Médico afirma que um servidor, ocupante de cargo de direção da Câmara Municipal, valeu-se de sua posição para prestar, de forma reiterada e sistemática, serviços advocatícios particulares ao Presidente da Câmara.

Siga o INVESTIGAMS nas redes sociais:

INSTAGRAMFACEBOOK e THREADS

O médico Osvaldo Góis Figueiredo ingressou com uma representação popular contra o presidente da Câmara de São Gabriel do Oeste, Valdecir Malacarne, por uso particular de servidor público.

O médico afirma que o servidor Edgar Dutra Martos, ocupante de cargo de direção da Câmara Municipal, valeu-se de sua posição para prestar, de forma reiterada e sistemática, serviços advocatícios particulares ao Presidente da Câmara — seu superior hierárquico direto, responsável por sua nomeação e por sua permanência no cargo em comissão, de livre exoneração —, durante horário de expediente na Câmara.

Góis cita uma ação em que o servidor teria atuado como advogado do presidente em horário de expediente, o que pode ser consultado no processo.

No entendimento do médico, o servidor e o vereador desrespeitaram o art. 200, VI, do Regimento Interno da Câmara , citando que “atenta contra o decoro parlamentar usar os poderes e prerrogativas do cargo para constranger servidor ou qualquer pessoa sobre a qual exerça ascendência hierárquica, com o fim de obter qualquer tipo de favorecimento”.

O médico sustenta que a condiga do vereador Valdecir Malacarne amolda-se a essa hipótese: “na qualidade de autoridade nomeante e superior hierárquico direto de Edgar Dutra Martos, obteve deste, de forma reiterada, serviços advocatícios particulares, em manifesto proveito pessoal, valendo-se da ascendência funcional que exerce sobre o servidor comissionado”, relata.

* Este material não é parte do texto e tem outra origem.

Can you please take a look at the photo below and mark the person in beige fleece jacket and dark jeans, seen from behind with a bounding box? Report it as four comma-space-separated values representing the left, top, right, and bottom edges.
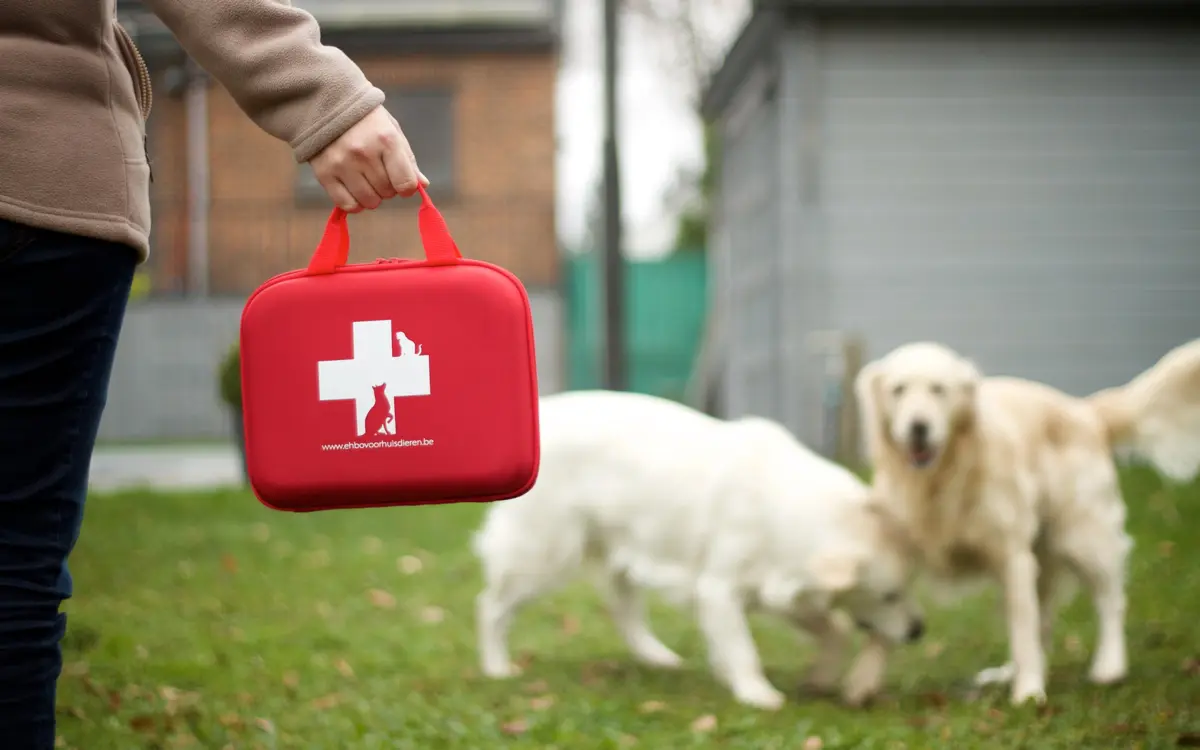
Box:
0, 0, 428, 750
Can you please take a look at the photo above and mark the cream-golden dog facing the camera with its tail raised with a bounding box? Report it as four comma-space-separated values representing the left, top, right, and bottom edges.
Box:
856, 340, 1200, 703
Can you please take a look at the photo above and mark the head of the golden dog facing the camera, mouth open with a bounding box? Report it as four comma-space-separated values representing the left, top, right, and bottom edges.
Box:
854, 342, 980, 469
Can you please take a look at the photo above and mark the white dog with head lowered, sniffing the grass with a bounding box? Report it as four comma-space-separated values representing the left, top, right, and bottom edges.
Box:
474, 391, 924, 709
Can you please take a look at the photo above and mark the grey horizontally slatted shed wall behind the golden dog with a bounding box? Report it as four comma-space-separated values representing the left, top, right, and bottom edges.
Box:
821, 16, 1200, 394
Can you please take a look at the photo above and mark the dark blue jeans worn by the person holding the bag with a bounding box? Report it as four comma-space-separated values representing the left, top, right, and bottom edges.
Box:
0, 220, 137, 750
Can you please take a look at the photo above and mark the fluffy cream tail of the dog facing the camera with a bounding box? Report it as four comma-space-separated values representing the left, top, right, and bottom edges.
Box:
1087, 338, 1200, 481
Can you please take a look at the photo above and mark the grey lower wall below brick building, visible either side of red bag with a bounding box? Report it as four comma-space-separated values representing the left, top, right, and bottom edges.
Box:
100, 290, 564, 442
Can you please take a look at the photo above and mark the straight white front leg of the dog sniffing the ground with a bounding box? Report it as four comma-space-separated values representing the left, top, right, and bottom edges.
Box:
696, 578, 785, 710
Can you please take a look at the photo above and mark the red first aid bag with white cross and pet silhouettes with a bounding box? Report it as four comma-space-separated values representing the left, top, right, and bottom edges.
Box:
241, 190, 540, 511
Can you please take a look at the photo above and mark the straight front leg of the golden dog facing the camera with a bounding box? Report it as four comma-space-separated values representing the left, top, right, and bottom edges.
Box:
1004, 548, 1046, 704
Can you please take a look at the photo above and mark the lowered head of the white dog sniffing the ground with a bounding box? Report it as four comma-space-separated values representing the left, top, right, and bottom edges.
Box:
812, 498, 925, 643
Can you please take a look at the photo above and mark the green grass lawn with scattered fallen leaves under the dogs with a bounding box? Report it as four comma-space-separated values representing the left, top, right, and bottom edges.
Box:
58, 473, 1200, 750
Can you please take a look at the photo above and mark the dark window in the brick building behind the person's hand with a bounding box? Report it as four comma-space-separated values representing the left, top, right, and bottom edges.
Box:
296, 86, 456, 202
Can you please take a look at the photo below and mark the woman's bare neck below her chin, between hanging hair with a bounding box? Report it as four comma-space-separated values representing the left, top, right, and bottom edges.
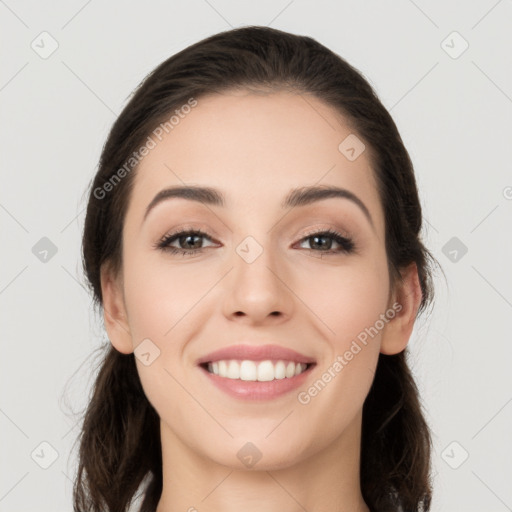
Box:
156, 414, 369, 512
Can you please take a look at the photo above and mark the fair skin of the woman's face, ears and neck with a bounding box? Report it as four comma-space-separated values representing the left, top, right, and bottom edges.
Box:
102, 91, 421, 512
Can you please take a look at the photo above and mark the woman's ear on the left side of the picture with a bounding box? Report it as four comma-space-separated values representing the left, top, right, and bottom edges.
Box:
100, 263, 134, 354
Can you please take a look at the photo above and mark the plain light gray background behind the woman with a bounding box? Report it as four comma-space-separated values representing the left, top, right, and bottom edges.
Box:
0, 0, 512, 512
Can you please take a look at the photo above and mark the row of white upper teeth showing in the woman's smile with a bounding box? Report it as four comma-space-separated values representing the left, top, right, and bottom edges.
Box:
208, 360, 307, 382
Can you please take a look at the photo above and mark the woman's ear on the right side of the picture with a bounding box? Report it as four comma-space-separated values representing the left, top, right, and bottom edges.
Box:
380, 263, 422, 355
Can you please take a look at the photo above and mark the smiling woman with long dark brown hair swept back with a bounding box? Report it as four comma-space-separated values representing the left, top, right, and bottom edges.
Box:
74, 27, 433, 512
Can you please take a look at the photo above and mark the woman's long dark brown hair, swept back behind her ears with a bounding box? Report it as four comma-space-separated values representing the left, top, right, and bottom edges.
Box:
74, 26, 435, 512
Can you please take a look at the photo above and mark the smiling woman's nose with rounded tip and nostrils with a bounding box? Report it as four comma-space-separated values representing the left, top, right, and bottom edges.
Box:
223, 240, 294, 325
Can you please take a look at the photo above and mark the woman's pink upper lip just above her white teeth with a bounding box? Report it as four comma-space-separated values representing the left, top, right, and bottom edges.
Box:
196, 344, 315, 365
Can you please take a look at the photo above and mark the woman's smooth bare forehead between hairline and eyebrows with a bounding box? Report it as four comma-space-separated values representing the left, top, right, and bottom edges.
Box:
127, 91, 382, 232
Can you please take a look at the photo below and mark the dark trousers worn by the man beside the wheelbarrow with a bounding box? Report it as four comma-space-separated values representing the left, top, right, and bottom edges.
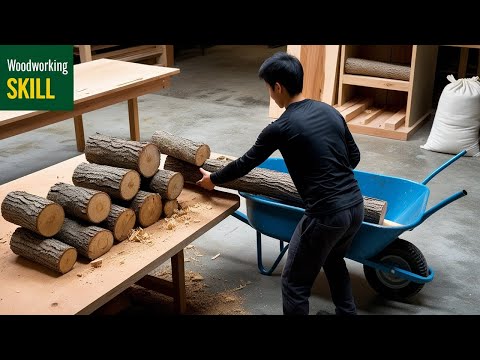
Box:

Osvaldo Gois ressalta que a conduta é punível com suspensão de prerrogativas regimentais ou suspensão temporária do exercício do mandato, não excedente a trinta dias, sem remuneração, a ser deliberada pelo Plenário, em escrutínio secreto, por maioria absoluta de votos.

Pedidos

O médico solicita o recebimento e encaminhamento dos autos à Comissão de Ética e Decoro Parlamentar, para instauração do processo disciplinar e apuração sumária dos fatos. Caso os vereadores não entendam ser ato para cassação, o cidadão solicita a suspensão do mandato do presidente.

“Caso não se reconheça a hipótese do item “d”, o reconhecimento de que a conduta se amolda ao art. 35, II, c/c § 1°, da Lei Orgânica Municipal, e ao art. 200, VI, do Regimento Interno (incompatibilidade com o decoro parlamentar por abuso de prerrogativas), com o encaminhamento ao Plenário para deliberação, em escrutínio secreto e maioria absoluta, sobre a perda do mandato (art. 35, § 2°, da Lei Organica Municipal) ou, não sendo esse o entendimento, a suspensão temporaria do exercicio do mandato, sem remuneração, por até trinta dias (art. 202, III, e art. 206, § 1°, do Regimento Interno)”

Por fim, Góis solicita a comunicação dos fatos ao Ministério Público do Estado de Mato Grosso do Sul e ao Tribunal de Contas do Estado de Mato Grosso do Sul, para as providências que entenderem cabiveis no âmbito de suas respectivas competências,.

“Inclusive, quanto à eventual responsabilização por improbidade administrativa e ao ressarcimento de valores correspondentes ao tempo de expediente não efetivamente dedicado às atribuições do cargo por parte do servidor Edgar Dutra Martos”, finaliza.